West Ham United and Millwall face the prospect of severe punishment after being hit with several Football Association charges following the crowd trouble which marred their Carling Cup match last month.
The FA have issued four charges against the Hammers and three against Millwall - including indictments for racist behaviour by both sets of fans - following the shocking crowd violence in and around Upton Park on August 25.
A full range of sanctions are available to the FA, including the clubs being made to play matches behind closed doors and fans being banned from attending football matches for life.
An FA statement said each club faces charges of:
• Failure to ensure their supporters refrained from violent, threatening, obscene and provocative behaviour.
• Failure to ensure their supporters refrained from racist behaviour.
• Failure to ensure their supporters did not throw missiles, harmful or dangerous objects onto the pitch.
West Ham have also been charged with failure to ensure their supporters did not enter the field of play - there were three pitch invasions during the second round cup tie.
Hammers striker Carlton Cole and Millwall's Jason Price both suffered racist abuse and during the course of the evening, one 44-year-old man was taken to hospital with stab wounds and several others were injured.
The chaotic scenes at Upton Park also resulted in a total of 200 seats and a toilet block in the visiting supporters' section of the ground being damaged.
The FA's statement added: "The FA has liaised closely with all relevant authorities including the Metropolitan Police during the course of its investigations and has been in constant dialogue with both clubs during this time.
"Both clubs now have a period of 14 days to respond to the charges."
West Ham reacted to the charges by defending their preparations for the game and reiterated that they will take their own action against any fans found responsible of unacceptable behaviour.

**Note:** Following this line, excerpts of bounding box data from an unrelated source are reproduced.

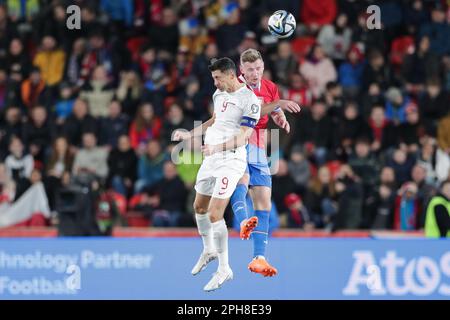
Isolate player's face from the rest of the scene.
[212,70,231,91]
[241,59,264,86]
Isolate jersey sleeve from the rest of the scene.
[272,83,280,101]
[241,92,261,128]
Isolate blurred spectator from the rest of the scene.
[167,47,192,94]
[72,132,108,180]
[362,49,393,90]
[6,0,40,22]
[20,67,46,109]
[368,184,395,229]
[327,164,364,230]
[138,46,170,115]
[108,135,137,197]
[5,137,34,199]
[0,69,8,112]
[5,137,34,183]
[33,35,66,87]
[284,193,314,231]
[317,13,352,66]
[288,146,311,194]
[0,162,16,207]
[22,106,55,165]
[100,0,134,28]
[403,0,429,34]
[62,98,97,147]
[0,106,23,160]
[305,166,338,229]
[292,100,332,165]
[153,161,188,227]
[81,31,115,84]
[411,164,436,219]
[134,140,167,193]
[129,103,162,155]
[369,105,395,152]
[338,44,366,98]
[324,81,346,123]
[402,36,440,94]
[394,182,421,231]
[44,137,74,210]
[5,38,31,80]
[64,38,87,86]
[176,137,203,189]
[161,103,193,145]
[149,7,180,56]
[334,102,370,159]
[216,2,246,56]
[361,83,385,119]
[100,100,129,148]
[348,138,380,194]
[54,82,75,125]
[419,1,450,55]
[397,102,422,153]
[300,45,337,98]
[300,0,337,30]
[283,73,313,108]
[386,87,411,127]
[419,79,449,137]
[192,42,219,98]
[178,76,207,121]
[272,41,298,87]
[80,65,114,118]
[387,149,414,185]
[272,159,296,214]
[179,18,209,60]
[437,112,450,155]
[116,70,142,119]
[425,180,450,238]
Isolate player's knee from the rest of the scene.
[194,202,208,214]
[238,174,250,187]
[253,189,272,211]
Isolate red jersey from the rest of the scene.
[239,75,280,148]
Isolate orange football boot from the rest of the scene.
[239,216,258,240]
[248,258,278,277]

A Hammers spokesman said: "We are reviewing the FA charges and will respond accordingly. In advance of the Millwall match, the club followed the strict advice of the police and relevant authorities at every stage of the planning process.
"That full cooperation continued on the night with the club working closely with police on a carefully set-out plan that was initiated and approved by the independent safety advisory group.
"We do acknowledge the appalling behaviour of a minority of fans inside the stadium and, in conjunction with the police, will continue to take strong and appropriate action against anyone found responsible."
Millwall responded by saying they were "shocked and disappointed" by the charges. The League One side said some fans had won some praise for their behaviour and the club were powerless to influence actions in another club's stadium.
The club said in a statement: "Millwall Football Club are shocked and disappointed that charges have been profferred against us in respect of events that took place at West Ham United on Tuesday 25th August 2009.
"We maintain that we did everything in our power with regard to our ticketing arrangements for this game. Furthermore we expressed our concerns in advance about ticket allocations and arrangements in general.
"It was widely acknowledged that none of our supporters came onto the pitch, and indeed the behaviour and forbearance of our fans brought praise from media observers on the night.
"Our question for the Football Association is what can Millwall Football Club do to control individuals' actions once inside our opponents' stadium. We have, and we continue to assist the authorities in their investigations into the events of that evening."